Our expertise in these campaigns is identifying and packaging valuable content, and finding creative means of reaching out to webmasters who might be interested. For example, Logical Images highlighted MRSA as a “hot topic” for students and their families, and we were able to develop campaigns that resulted in links from the health departments of colleges and universities, and from numerous grade school web sites.
Logical Images also succeeded in getting the attention of several national institutions and sites that could provide value to their visitors by linking to the content and information presented on the VisualDxHealth site. We worked with Logical Images to make sure that these links were implemented in clean HTML text, and linked to the most relevant pages on the VisualDxHealth site.
As a result of these campaigns, the inbound link count went from 168 to 1030. Given the richness of content for this site, there remain many, many opportunities for additional link building. We have a number of campaigns under way now to gain additional high quality links.

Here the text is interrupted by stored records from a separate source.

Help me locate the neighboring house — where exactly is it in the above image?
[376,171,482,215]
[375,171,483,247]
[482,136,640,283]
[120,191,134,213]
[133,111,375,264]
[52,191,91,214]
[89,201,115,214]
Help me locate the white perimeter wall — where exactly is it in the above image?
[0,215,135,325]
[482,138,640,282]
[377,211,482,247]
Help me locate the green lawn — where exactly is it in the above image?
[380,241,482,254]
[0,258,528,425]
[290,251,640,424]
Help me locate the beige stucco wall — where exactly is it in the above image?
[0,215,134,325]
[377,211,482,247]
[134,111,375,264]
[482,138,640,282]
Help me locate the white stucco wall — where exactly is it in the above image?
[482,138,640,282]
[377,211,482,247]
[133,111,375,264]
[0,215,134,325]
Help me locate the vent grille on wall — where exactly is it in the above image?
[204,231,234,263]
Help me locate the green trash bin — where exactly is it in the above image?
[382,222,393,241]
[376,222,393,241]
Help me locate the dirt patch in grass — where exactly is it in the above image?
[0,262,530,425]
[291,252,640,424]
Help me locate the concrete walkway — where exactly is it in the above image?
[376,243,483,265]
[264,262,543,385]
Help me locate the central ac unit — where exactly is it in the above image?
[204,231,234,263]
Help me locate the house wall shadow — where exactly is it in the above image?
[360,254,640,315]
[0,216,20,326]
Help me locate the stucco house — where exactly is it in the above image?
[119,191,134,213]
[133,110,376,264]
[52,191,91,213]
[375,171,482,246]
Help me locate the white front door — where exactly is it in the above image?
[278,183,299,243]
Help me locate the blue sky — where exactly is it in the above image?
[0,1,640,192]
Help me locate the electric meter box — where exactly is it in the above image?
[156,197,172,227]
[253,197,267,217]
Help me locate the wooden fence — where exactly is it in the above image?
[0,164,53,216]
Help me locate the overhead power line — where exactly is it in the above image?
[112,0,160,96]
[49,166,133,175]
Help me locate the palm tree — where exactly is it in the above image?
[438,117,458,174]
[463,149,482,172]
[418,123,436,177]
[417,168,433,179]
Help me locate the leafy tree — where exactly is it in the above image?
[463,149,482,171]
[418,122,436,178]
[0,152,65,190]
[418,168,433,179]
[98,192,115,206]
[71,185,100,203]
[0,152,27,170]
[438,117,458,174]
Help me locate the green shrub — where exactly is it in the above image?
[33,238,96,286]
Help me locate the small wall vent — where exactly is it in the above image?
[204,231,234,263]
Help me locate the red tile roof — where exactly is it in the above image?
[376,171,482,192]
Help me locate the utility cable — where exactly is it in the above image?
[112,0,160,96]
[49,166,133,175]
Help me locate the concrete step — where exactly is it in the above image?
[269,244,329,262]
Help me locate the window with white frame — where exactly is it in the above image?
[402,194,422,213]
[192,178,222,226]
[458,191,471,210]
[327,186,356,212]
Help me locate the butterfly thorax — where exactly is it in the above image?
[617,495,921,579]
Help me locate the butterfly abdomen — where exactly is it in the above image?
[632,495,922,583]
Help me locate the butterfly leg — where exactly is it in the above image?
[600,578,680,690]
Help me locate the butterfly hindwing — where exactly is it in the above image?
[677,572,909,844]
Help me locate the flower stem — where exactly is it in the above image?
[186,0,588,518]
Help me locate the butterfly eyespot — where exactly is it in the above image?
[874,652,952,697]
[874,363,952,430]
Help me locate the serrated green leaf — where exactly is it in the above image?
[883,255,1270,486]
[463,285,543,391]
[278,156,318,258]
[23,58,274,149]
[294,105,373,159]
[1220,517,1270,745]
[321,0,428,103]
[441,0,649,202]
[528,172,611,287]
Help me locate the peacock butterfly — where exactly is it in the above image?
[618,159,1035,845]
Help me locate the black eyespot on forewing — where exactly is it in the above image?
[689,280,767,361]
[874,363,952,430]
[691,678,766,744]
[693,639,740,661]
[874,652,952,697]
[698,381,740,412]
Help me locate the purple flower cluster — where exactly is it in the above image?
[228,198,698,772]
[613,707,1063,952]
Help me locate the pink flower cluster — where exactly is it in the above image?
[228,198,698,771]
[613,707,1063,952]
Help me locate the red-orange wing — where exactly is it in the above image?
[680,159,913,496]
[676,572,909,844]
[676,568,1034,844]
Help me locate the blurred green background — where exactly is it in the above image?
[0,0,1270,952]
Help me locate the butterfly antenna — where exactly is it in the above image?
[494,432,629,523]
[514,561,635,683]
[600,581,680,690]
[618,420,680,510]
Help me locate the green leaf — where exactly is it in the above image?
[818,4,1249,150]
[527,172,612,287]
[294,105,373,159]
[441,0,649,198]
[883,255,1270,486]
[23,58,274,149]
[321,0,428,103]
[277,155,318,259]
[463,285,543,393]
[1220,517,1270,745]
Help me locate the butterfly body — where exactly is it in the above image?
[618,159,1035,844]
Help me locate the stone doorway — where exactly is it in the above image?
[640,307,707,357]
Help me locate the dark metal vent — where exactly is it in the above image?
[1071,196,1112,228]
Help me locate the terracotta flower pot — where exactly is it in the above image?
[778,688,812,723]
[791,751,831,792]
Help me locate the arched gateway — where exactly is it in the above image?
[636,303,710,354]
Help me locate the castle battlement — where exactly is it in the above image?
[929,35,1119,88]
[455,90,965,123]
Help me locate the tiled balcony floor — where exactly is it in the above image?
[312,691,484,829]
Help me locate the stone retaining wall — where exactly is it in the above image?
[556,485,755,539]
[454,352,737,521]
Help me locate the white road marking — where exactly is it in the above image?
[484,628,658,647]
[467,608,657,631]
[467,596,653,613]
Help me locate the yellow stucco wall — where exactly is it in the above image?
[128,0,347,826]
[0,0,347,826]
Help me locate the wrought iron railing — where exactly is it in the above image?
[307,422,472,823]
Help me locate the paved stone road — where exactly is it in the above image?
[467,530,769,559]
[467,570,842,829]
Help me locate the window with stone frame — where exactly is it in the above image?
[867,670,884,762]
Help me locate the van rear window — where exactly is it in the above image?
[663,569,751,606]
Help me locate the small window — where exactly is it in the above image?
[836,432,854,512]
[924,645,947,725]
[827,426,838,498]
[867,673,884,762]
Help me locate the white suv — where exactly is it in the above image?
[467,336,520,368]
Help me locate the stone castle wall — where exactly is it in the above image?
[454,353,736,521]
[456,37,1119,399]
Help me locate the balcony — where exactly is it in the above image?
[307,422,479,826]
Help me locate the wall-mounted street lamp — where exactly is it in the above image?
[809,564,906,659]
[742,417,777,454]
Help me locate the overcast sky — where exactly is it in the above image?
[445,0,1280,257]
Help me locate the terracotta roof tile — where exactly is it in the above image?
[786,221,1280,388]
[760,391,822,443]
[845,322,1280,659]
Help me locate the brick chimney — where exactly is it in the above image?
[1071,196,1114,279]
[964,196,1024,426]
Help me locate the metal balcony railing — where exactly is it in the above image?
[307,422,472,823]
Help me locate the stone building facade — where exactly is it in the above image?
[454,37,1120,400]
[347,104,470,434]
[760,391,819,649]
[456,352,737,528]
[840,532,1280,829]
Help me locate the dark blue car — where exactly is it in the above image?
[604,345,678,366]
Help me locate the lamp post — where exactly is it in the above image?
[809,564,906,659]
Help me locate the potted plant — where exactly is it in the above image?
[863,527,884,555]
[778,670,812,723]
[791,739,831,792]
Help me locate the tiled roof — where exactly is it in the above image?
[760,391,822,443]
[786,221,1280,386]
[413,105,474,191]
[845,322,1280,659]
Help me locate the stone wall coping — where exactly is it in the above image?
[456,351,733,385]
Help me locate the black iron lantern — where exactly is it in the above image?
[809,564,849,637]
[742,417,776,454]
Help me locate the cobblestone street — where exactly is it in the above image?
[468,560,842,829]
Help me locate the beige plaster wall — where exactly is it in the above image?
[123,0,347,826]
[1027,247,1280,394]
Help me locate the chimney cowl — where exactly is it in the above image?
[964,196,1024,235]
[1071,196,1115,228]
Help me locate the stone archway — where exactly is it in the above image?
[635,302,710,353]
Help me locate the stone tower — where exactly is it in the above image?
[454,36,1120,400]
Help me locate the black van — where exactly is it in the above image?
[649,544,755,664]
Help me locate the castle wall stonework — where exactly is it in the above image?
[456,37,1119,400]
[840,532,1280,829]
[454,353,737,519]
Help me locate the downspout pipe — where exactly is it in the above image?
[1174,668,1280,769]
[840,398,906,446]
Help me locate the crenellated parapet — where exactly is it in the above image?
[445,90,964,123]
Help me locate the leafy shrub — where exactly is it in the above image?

This remains a work in progress, but the results are already excellent. Here is a snapshot:
The charts show an overall growth of traffic for November over May of more than 5 X. Look a little deeper to see the numbers for traffic (visits) directly from search engines (the light blue line). That’s more than a 450% growth in search engine referrals, from about 34,000 to about 160,000!
Needless to say, we are all pleased with the results. One of the major projects that we remain focused on is further growing the quality inbound links into the site. We don’t buy links or implement reciprocal linking campaigns. The focus is entirely on exposing the high quality content of the site to those webmasters who would be interested in it. The other area of focus is the development of more text related content on the site.